Emerging areas of focus
In the longer term, a number of questions and policy issues will need to be addressed.
- Public service operating contracts. EU-based owning groups will want to continue to bid in UK franchise competitions. Likewise, UK-based transport companies will want to expand in EU markets, particularly as they open up to more competition. It seems unlikely that these opportunities will be closed off, particularly in the UK where the Department for Transport has been seeking to grow the size of the franchise bidding market for a number of years. However, any competition is likely to be influenced by the prevailing economic conditions at the time. If procuring authorities have less funding available, the focus may be on obtaining the cheapest price for operating services, rather than any element of 'quality' which, in the UK at least, has seen increasing prominence in recent times.

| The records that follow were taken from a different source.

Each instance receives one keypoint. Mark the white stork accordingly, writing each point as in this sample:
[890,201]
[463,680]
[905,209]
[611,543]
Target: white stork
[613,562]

- Rolling stock. Manufacturers accounting in euros could see the cost of their products increase relative to UK-based companies if the value of sterling in the currency markets continues to erode and/or fluctuate. This could make new rolling stock more expensive, and there may therefore be pressure on extending the life of existing trains, particularly if such refurbishment options deliver substantially enhanced vehicles.
- Financing. Conventional forms of rail asset financing based on debt may also become more difficult or expensive. However, this may lead to opportunities for alternative models to take root in European markets where products are based on equity or bond financing. An increase in the availability of alternative financing models has been seen in recent years, although not many have yet reached financial close. 'Brexit' could be the catalyst for change.
Nevertheless, until there is clarity on the terms of the UK's exit from the EU, the UK legal and regulatory framework remains the same. It seems unlikely that, for the time being at least, there will be significant changes in the railway sector, and this should provide some reassurance for the wider European rail community.
- Darren Fodey is a Senior Associate in the Rail team at London-based legal practice Stephenson Harwood LLP.